We’re pleased to announce that Andrew Tait, principal climate scientist at NIWA, has taken on the role of Impacts and Implications programme lead. In this short interview, we asked Andrew about his vision for the job, and for the broader challenge of climate adaptation in New Zealand.

Tēnā koe Andrew. You bring years of experience, as a principal climate scientist at NIWA, to this role. Can you talk a bit about how your work as a climate scientist has led you to be interested in the question of adaptation?

Over the last two decades I’ve been involved in numerous climate change assessments for New Zealand and in the Pacific. These projects have focussed on producing climate change projections and then considering the implications and modelling the impacts of these climate changes. This has been fascinating work and is fundamental research for building up our collective understanding of what might lie ahead. Of course, this work is ongoing in the Deep South Challenge and I am thrilled to be involved in shaping this research. Adaptation is the ultimate goal of this work, because only through adaptation will we minimise the impacts and continue to prosper.

I see that adapting to climate change is a people problem, as much as or even more than it is a problem for physical science. I’ve worked alongside social scientists for many years and am excited about exploring different parts of the adaptation problem using social science methods and theories.

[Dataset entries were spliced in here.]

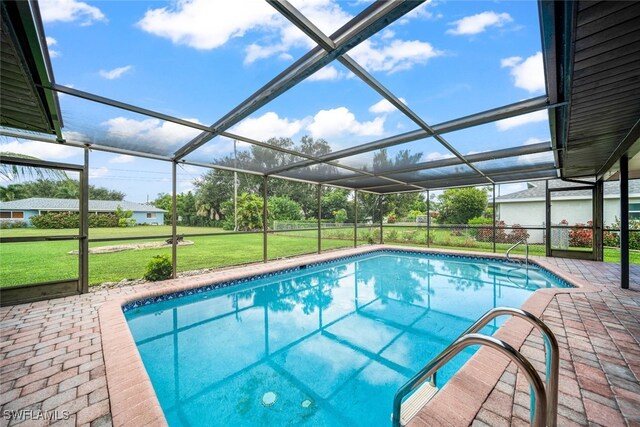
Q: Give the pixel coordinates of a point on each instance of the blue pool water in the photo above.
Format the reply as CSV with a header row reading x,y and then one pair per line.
x,y
331,343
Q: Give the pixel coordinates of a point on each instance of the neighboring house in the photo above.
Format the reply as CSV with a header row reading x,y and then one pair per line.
x,y
527,207
24,209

This moment in time is unique – we’re seeing the conversation about how to slow or stop climate change come alive in the mainstream. We’re still, however, lagging internationally on the issue of climate adaptation. What excites you about the climate impacts and adaptation work happening in the Deep South Challenge?

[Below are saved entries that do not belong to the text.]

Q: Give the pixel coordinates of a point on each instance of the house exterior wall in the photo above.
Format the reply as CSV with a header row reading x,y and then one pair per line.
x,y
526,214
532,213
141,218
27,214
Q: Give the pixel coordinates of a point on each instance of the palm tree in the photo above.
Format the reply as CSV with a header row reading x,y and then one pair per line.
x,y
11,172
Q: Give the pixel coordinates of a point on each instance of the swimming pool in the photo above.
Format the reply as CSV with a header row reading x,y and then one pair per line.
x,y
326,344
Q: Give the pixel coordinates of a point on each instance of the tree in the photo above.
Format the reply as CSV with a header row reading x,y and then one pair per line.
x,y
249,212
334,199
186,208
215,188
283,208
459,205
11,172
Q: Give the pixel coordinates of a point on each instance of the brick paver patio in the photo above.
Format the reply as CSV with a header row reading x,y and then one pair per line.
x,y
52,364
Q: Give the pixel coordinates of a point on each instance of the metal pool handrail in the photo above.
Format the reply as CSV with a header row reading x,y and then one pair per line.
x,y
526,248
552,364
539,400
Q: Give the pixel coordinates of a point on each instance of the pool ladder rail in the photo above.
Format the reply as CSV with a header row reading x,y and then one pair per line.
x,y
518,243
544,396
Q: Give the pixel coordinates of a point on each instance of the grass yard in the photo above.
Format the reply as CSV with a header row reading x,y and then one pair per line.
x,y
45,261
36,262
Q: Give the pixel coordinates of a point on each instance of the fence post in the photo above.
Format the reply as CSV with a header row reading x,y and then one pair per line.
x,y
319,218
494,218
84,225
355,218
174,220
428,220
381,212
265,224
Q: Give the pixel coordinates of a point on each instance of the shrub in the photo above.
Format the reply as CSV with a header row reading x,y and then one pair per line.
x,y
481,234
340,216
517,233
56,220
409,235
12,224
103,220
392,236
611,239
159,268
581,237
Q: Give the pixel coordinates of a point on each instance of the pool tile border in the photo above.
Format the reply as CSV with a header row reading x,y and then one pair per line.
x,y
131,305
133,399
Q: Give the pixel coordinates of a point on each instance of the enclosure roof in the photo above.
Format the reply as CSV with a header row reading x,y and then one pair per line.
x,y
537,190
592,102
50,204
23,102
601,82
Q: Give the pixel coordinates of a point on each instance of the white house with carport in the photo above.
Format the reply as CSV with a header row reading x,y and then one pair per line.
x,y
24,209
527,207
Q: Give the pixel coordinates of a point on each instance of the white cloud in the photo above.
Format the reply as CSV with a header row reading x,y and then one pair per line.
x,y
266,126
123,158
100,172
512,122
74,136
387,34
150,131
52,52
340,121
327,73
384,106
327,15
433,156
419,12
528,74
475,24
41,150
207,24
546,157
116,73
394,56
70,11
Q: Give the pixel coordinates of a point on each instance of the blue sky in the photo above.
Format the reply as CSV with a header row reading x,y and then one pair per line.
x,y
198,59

There is a clear focus on working with end users and stakeholders in the Deep South Challenge, which is a vital component of adaptation. In fact, it is the single most important factor because adaptation options must be tailored to stakeholders’ needs. Working with stakeholders in a research co-development framework is incredibly exciting and I am really looking forward to producing some really useful outputs that are immediately applicable to a wide range of New Zealanders.

As a National Science Challenge, the Deep South Challenge can’t focus on all climate impacts or on all aspects of climate adaptation. What role do you see our Challenge as having in helping to gain traction on such a complex and intractable issue.

The Deep South Challenge is part of a wider research landscape on climate change impacts and adaptation in New Zealand. It is extremely important for the research performed in the Challenge to inform and be informed by this wider effort, including international studies. I agree that the issue is complex, but I don’t think it’s intractable. Together we can build a collective capability to be prepared for the impacts of climate change. If we plan well, together we can and will adapt.

The Deep South Challenge is starting to transition into its second five years of operation. We’re trying to support joined up thinking on climate adaptation, and to fill some critical research gaps. What do you think the Challenge should hope to have achieved at the end of its 10-year mission?

I am fully supportive of the direction the Challenge is going in and I’m grateful to have an opportunity to work with such talented people. Over the remaining years of the Challenge, I want to see demonstrable evidence of people making climate change adaptation plans based on the best available information. I hope even to see some people begin to implement these plans alongside a robust process of monitoring and evaluation. To me, this will represent the ultimate success for the Challenge. But most of all it will mean that New Zealand is well on the way to becoming a climate-resilient nation.